This book is a wonderful, confident, readable interpretation of a period in Mexican history to which Eric Van Young has devoted his distinguished career. It could take the place of a textbook in any class on Mexican history because of its scope, even as its interpretive edges give students much to chew on and debate. It should also find an audience beyond the classroom among non-experts who are interested in Mexico. Scholars will have the greatest admiration for the depth of knowledge and the keen, mature historical sensibility that shines in every page.

This is an outstanding piece of synthesis.
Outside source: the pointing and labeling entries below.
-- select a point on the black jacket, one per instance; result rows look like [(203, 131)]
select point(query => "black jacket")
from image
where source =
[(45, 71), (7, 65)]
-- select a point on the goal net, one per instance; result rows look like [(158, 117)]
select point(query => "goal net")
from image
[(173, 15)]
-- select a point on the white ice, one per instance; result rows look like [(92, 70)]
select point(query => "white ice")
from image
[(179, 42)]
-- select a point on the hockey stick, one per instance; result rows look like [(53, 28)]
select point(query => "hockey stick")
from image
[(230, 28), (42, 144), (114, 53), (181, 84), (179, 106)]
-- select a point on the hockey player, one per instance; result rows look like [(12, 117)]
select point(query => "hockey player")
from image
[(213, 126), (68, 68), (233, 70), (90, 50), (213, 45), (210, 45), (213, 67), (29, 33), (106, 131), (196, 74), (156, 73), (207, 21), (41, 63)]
It offers a perfect introductory overview of everything that was important in Mexico between 1750 and 1850. This is, hands down, the best introduction to Mexico's history from colony to republic that anyone can buy.

Van Young, a noted Mexicanist, here details a century of Mexican history, spanning 1750-1850. He focuses on Mexico's often stormy transition from colony to nation and posits that his contribution is more of an "extended interpretive synthetic essay" than a general survey text. This is an apt way to cast the title as it is expansive in scope yet offers significant insight from a noted scholar who has made a career of studying this period. The work is friendly to readers who may have minimal historical knowledge of Mexico's past, and the analysis and compact nature of the narrative offers more advanced students and scholars new ways in which to interpret this critical period. There is much to unpack, ranging from decolonization and the impact on Mexican society to the successes and failures of modernization. Van Young's work has a place on the bookshelves of anyone interested in Latin American or Mexican history. It can also serve as a core or supplemental text for relevant courses. Recommended.